The field of social psychology is becoming increasingly complex, but you don’t have to have a scientific background to understand the research in The Social Psychology of Attraction and Romantic Relationships.  The scientific literature, personal anecdotes and popular media provide accessible answers to a lot of questions we all might be harboring about why things unfold the way they do in our romantic lives, but it isn’t always so cut and dry.

“I wouldn’t necessarily say that our book answers all the questions about attraction and romantic relationships,” Dr. Fugère admitted. “Rather, we answer some questions and raise many more! That is the fun of research.” Dr. Fugère also said that if the book could explain everything about attraction, our world would become very boring.

“Feeding your characteristics into a computer that could match you with an “ideal” partner would be a lot less fun than meeting people in real life and experiencing the excitement of finding someone you like, wondering whether that person likes you too, and going through the ‘dating and mating’ process together.”

Of the dating and mating process, the book recounts that personality traits, such as emotional stability, education and intelligence and pleasing disposition are rated more important than good looks when people are looking for long-term love. In the end, we want to meet someone who is reliable, kind and stable. The science shows that Mom was right after all.

Assuming that a long-term partnership has been formed, Dr. Fugère’s book also looks at behaviors that seem to sustain those relationships. Married herself for 15 years, she cites three key ways in which people can keep the spark alive, according to current research:

Make time for each other. “It’s so easy to get caught up in day-to-day activities,” she said. “You have to make time for each other.

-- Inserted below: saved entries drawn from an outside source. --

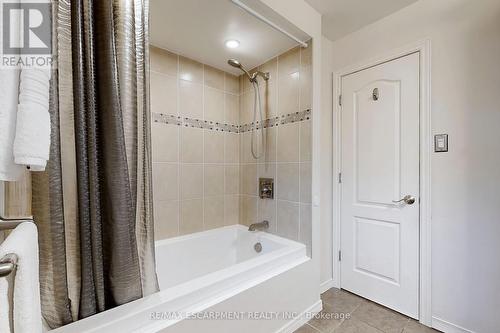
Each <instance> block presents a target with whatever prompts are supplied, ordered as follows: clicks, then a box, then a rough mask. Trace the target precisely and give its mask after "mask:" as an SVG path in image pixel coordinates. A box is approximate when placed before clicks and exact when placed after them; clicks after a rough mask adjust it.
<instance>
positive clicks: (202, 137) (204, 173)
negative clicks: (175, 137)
mask: <svg viewBox="0 0 500 333" xmlns="http://www.w3.org/2000/svg"><path fill="white" fill-rule="evenodd" d="M201 66H202V67H201V68H202V70H203V72H202V75H201V76H202V79H201V80H202V87H203V90H202V103H201V106H202V109H203V110H202V114H203V119H205V64H201ZM205 132H206V131H205V129H203V133H202V149H203V154H202V155H203V157H202V159H203V167H202V177H203V186H202V188H203V190H202V199H201V212H202V213H201V214H202V217H201V221H202V227H201V229H202V230H206V228H205V186H206V184H205V134H206V133H205Z"/></svg>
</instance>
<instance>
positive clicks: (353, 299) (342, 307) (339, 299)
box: [321, 288, 366, 314]
mask: <svg viewBox="0 0 500 333" xmlns="http://www.w3.org/2000/svg"><path fill="white" fill-rule="evenodd" d="M321 299H322V300H323V303H327V304H329V305H331V306H332V308H333V310H334V311H335V312H338V313H344V314H347V313H352V312H353V311H354V310H356V308H357V307H358V306H360V305H361V303H363V302H366V300H365V299H364V298H361V297H359V296H357V295H354V294H351V293H350V292H347V291H345V290H340V289H336V288H332V289H330V290H328V291H327V292H325V293H323V294H322V295H321Z"/></svg>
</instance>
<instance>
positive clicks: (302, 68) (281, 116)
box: [151, 41, 312, 254]
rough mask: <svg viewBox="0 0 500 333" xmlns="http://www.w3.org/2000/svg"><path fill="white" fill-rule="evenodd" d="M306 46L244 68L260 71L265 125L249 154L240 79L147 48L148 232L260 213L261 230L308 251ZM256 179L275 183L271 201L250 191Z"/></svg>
mask: <svg viewBox="0 0 500 333" xmlns="http://www.w3.org/2000/svg"><path fill="white" fill-rule="evenodd" d="M309 43H310V44H311V41H310V42H309ZM311 50H312V45H311V46H310V47H309V48H307V49H302V48H299V47H296V48H293V49H292V50H289V51H288V52H285V53H284V54H282V55H279V56H277V57H275V58H273V59H270V60H269V61H267V62H266V63H265V64H262V65H261V66H259V67H258V68H255V69H253V70H251V71H250V72H251V73H252V72H253V71H256V70H261V71H264V72H269V73H270V79H269V80H268V81H267V82H265V81H264V80H262V79H260V80H259V82H260V95H261V100H262V111H263V118H264V119H265V120H267V126H266V128H265V129H264V135H265V141H264V142H265V143H264V144H265V147H266V149H265V154H264V155H262V157H261V158H260V159H258V160H256V159H254V158H253V156H252V155H251V150H250V144H251V135H252V132H251V131H250V129H251V127H252V124H253V106H254V89H253V86H252V85H251V84H250V81H249V80H248V78H247V76H246V75H241V76H240V77H239V78H237V77H235V76H233V75H231V74H228V73H224V72H222V71H219V70H217V69H214V68H211V67H209V66H207V65H203V64H201V63H198V62H195V61H192V60H190V59H188V58H184V57H181V56H178V55H176V54H173V53H171V52H169V51H166V50H162V49H159V48H155V47H152V48H151V66H152V67H151V111H152V112H153V119H154V122H153V134H152V138H153V140H152V141H153V177H154V184H153V185H154V187H153V191H154V208H155V217H156V218H155V225H156V233H155V234H156V238H157V239H164V238H168V237H173V236H177V235H182V234H187V233H192V232H197V231H201V230H206V229H211V228H216V227H220V226H224V225H231V224H237V223H241V224H244V225H250V224H251V223H255V222H259V221H262V220H268V221H269V222H270V225H271V227H270V232H272V233H275V234H278V235H281V236H284V237H287V238H289V239H293V240H298V241H301V242H303V243H305V244H306V245H307V249H308V253H309V254H310V253H311V148H312V147H311V120H310V117H311V67H312V59H311V54H312V53H311ZM178 117H180V118H178ZM198 120H201V121H202V123H201V125H200V123H199V122H198ZM205 120H207V121H209V122H210V121H212V125H210V123H209V124H208V125H206V123H205V122H204V121H205ZM193 126H194V127H193ZM210 126H212V127H213V128H210ZM224 126H228V128H224ZM198 127H206V128H198ZM219 129H223V130H224V131H227V130H228V129H229V131H231V130H232V131H233V132H235V133H228V132H223V131H220V130H219ZM236 132H237V133H236ZM258 138H260V136H258ZM259 141H260V140H259ZM261 177H264V178H273V179H274V180H275V198H274V199H272V200H271V199H260V198H259V196H258V182H259V178H261Z"/></svg>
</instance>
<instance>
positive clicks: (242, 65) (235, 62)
mask: <svg viewBox="0 0 500 333" xmlns="http://www.w3.org/2000/svg"><path fill="white" fill-rule="evenodd" d="M227 63H228V64H229V65H231V66H233V67H236V68H239V69H240V70H242V71H243V72H244V73H245V74H246V75H247V76H248V79H249V80H250V81H251V82H253V81H254V80H255V79H254V78H253V77H252V76H251V75H250V73H248V72H247V70H246V69H245V68H244V67H243V65H242V64H241V63H240V62H239V61H238V60H236V59H229V60H228V61H227Z"/></svg>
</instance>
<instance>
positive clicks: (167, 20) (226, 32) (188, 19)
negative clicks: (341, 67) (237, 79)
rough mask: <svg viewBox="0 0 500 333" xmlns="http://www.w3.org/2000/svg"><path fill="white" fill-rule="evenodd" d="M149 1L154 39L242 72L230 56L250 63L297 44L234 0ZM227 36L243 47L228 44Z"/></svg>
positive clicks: (296, 43)
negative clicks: (233, 1) (234, 67)
mask: <svg viewBox="0 0 500 333" xmlns="http://www.w3.org/2000/svg"><path fill="white" fill-rule="evenodd" d="M244 2H245V4H246V5H248V6H250V7H251V8H252V9H254V10H256V11H258V12H259V14H261V15H263V16H265V17H266V18H268V19H270V20H272V21H273V22H274V23H276V24H278V25H280V26H281V27H283V28H285V29H286V30H287V31H289V32H291V33H293V34H294V35H296V36H297V37H299V38H300V39H301V40H304V41H305V40H308V39H309V37H308V36H307V34H305V33H304V32H302V31H300V30H299V29H297V28H296V27H294V26H293V25H291V24H290V23H289V22H287V21H285V20H284V19H283V18H281V17H279V16H277V15H276V13H275V12H273V11H272V10H271V9H270V8H269V7H267V6H265V5H263V4H262V3H261V2H260V1H256V0H246V1H244ZM150 7H151V9H150V12H151V38H150V40H151V44H153V45H155V46H157V47H161V48H164V49H167V50H170V51H172V52H175V53H178V54H180V55H183V56H186V57H188V58H191V59H194V60H197V61H199V62H203V63H205V64H208V65H211V66H213V67H216V68H219V69H222V70H224V71H226V72H230V73H233V74H235V75H240V74H241V72H240V71H239V70H238V69H236V68H234V67H231V66H229V65H228V64H227V60H228V59H230V58H236V59H238V60H239V61H240V62H241V63H242V64H243V65H244V66H245V67H246V68H248V69H251V68H254V67H256V66H258V65H260V64H263V63H264V62H266V61H267V60H269V59H271V58H273V57H275V56H276V55H278V54H280V53H283V52H284V51H286V50H289V49H290V48H292V47H294V46H296V45H297V43H296V42H295V41H293V40H291V39H290V38H288V37H286V36H285V35H283V34H282V33H280V32H278V31H276V30H275V29H273V28H271V27H270V26H269V25H267V24H265V23H263V22H262V21H260V20H259V19H257V18H255V17H254V16H252V15H250V14H248V13H247V12H246V11H244V10H242V9H241V8H239V7H237V6H236V5H234V4H233V3H232V2H231V1H230V0H209V1H208V0H202V1H200V0H150ZM228 39H236V40H238V41H239V42H240V47H238V48H236V49H228V48H226V47H225V45H224V43H225V41H226V40H228Z"/></svg>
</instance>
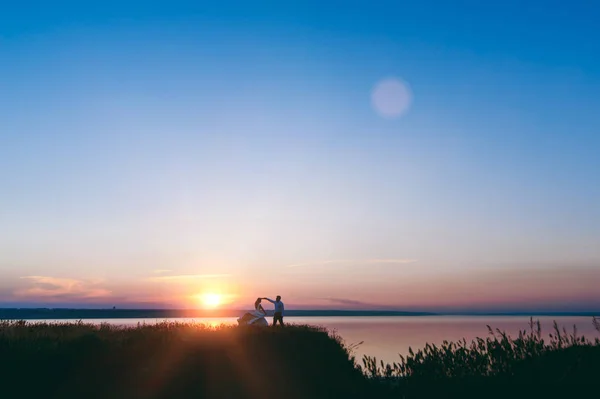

People who spend more time with each other have more satisfying relationships.”

Touch each other. “You have to physically touch each other. Get in close physical proximity. You have to do some snuggling,” she said. “It releases oxytocin and promotes bonding.”

And switch things up a bit. “Do something different. We get stuck in a rut, we go to the same place for dinner,” she noted, and a routine starts to set in. “Do something exciting. Things that raise your heart rate also promote attraction.”

And finally, laughter really is the best medicine. In what Dr. Fugère describes as the “least surprising” result in this book, both men and women rate people with a good sense of humor as more attractive than those who can’t take or make a joke.